注目すべきは 36 Nm です。これは、BiS30/2000 (A06B-0087-B103) よりも 9 Nm 高く、定格出力 3 kW および最高速度 2,000 RPM は全く同じです。どちらのモーターも 3 kW を出力しますが、BiS40/2000 はより低いベース速度で 36 Nm を発生します。このベース速度は、モーターが定トルク領域から定出力領域に移行する速度です。これにより、軸負荷分析で 27 Nm ではコマンド位置の保持、機構の加速、または持続的な切削力やプロセス力に対する速度維持が不十分であり、かつ 2,000 RPM の最高速度がアプリケーションのトラバースレート要件に対して十分である場合、BiS40/2000 が適切な選択となります。
このモーターの B103 サフィックスは正確です。ストレートシャフト、キー溝なしのプレーンボア、biA128 アブソリュートエンコーダ、ブレーキなし。
A06B-0089 シリーズには、それぞれに対応する代替品があります。テーパーシャフトの場合は B003、ストレートプレーンシャフトで 24V ブレーキ付きの場合は B403、テーパーシャフトでブレーキ付きの場合は B303 です。注文前に B103 が機械の実際の要件と一致していることを確認することは、このトルククラスでは軽量モーターよりも重要です。なぜなら、36 Nm モーターの機械的取り付けには、ストレートシャフトとテーパーシャフトのバリアント間で大幅に異なるカップリング仕様と軸機械設計が関わるからです。
主要仕様
パラメータ
| 定格出力 | 3 kW |
|---|---|
| ストールトルク | 36 Nm |
| 最高速度 | 2,000 RPM |
| 定格電流 | 約 19 A |
| 入力電圧 | 200–240 VAC |
| 相 | 3相 |
| エンコーダ | biA128 アブソリュート (A860-2020-T301) |
| エンコーダ分解能 | 128,000 ppr |
| シャフトタイプ | ストレートプレーン (SLK、キー溝なし) |
| ブレーキ | なし |
| 保護等級 | IP65 |
| シリーズ | Beta iS (βiS) — BiS40/2000 |
| 36 Nm at 3 kW — トルク密度トレードオフ | BiS30/2000 と BiS40/2000 はどちらも 3 kW 定格です。これは偶然でも間違いでもなく、Beta iS シリーズがコンパクトなネオジム永久磁石設計を使用して、モーターのベース速度を変更することで同じ電力範囲内で異なるトルク特性を実現する方法を反映しています。 |
BiS30/2000 は、3 kW を生成するベース速度で 27 Nm のストールトルクを達成します。BiS40/2000 は、より低いベース速度で 36 Nm のストールトルクを達成し、36 Nm との積でも 3 kW です。
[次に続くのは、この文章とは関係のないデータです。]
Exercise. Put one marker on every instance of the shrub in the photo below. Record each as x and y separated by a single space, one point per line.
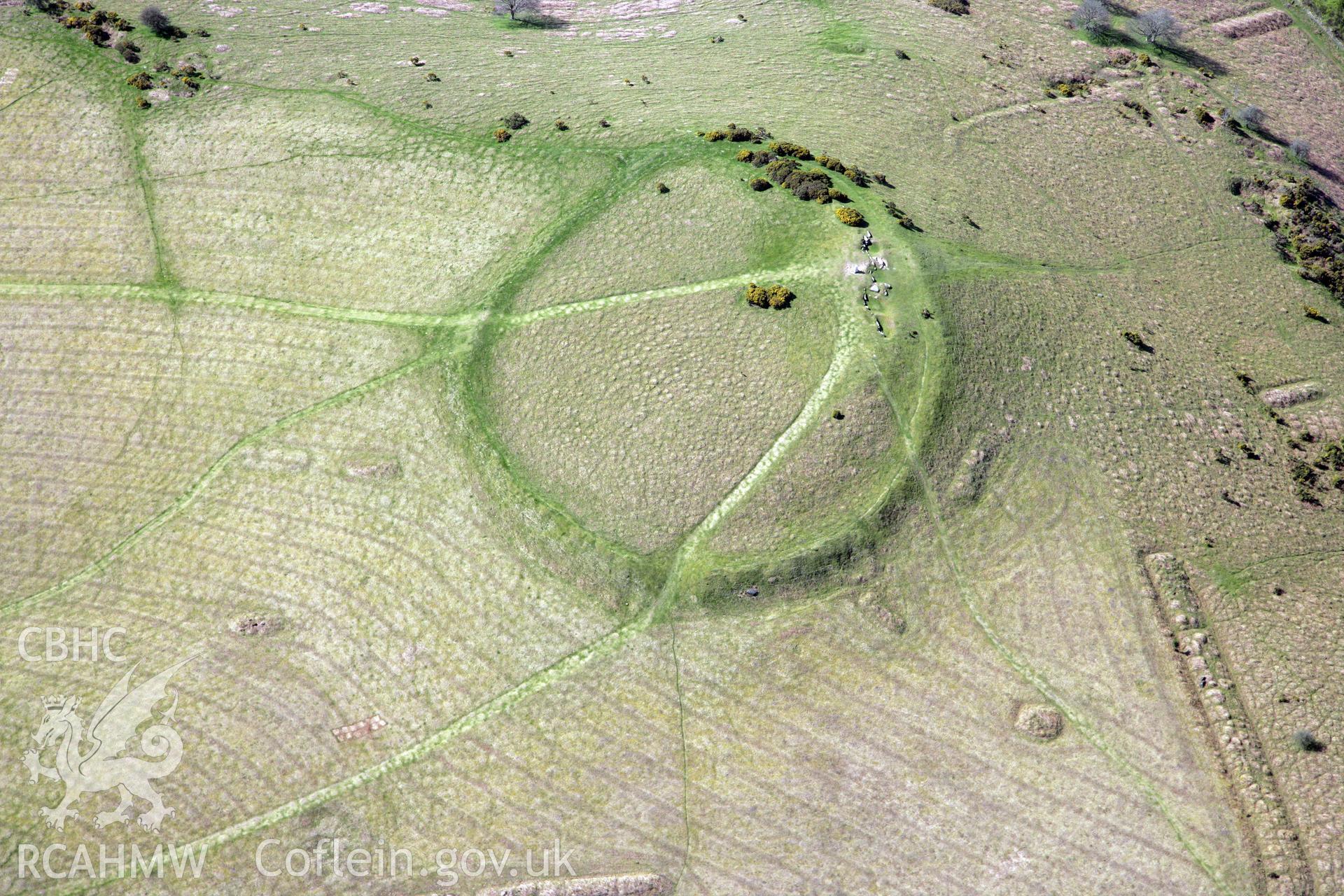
1159 26
1250 115
1092 18
809 184
955 7
850 216
159 23
515 8
784 148
1307 742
各モーターのベース速度を超えると、定格出力はおおよそ一定に保たれ、トルクは速度に比例して減少します。最高速度 (両方とも 2,000 RPM) では、トルクはより近くなります。
実用的な意味: BiS40/2000 は、パワー制限がトルクカーブを引き下げ始める前に、より広い速度範囲でより高いストールトルクを発生します。
作業速度範囲が低速領域を中心にしている軸 (低速回転のロータリーテーブル、低速高負荷リニア軸、またはほとんどの時間を 1,000 RPM 未満で過ごす位置決めサイクル) では、BiS40/2000 の BiS30/2000 に対するトルクの利点は、実際の動作範囲のほとんどで存在し、意味があります。
ここでモーター選択の決定が行われます。最大負荷時の必要保持トルクが 27 Nm 未満であれば、BiS30/2000 が適切です。負荷分析でピーク保持トルクが 27 Nm から 36 Nm の間にある場合、BiS40/2000 が必要です。
BiS40/2000 への移行は定格出力を増加させるものではありません。これは、モーターが低速で重負荷に対してトルクを供給する能力を向上させるものであり、まさに重負荷 CNC アプリケーションが必要とするものです。
Beta iS 最大トルクにおけるストレートプレーンシャフト
36 Nm では、プレーンな滑らかなシャフトのカップリングインターフェースは、Beta iS ファミリーの中で最も要求が厳しくなります。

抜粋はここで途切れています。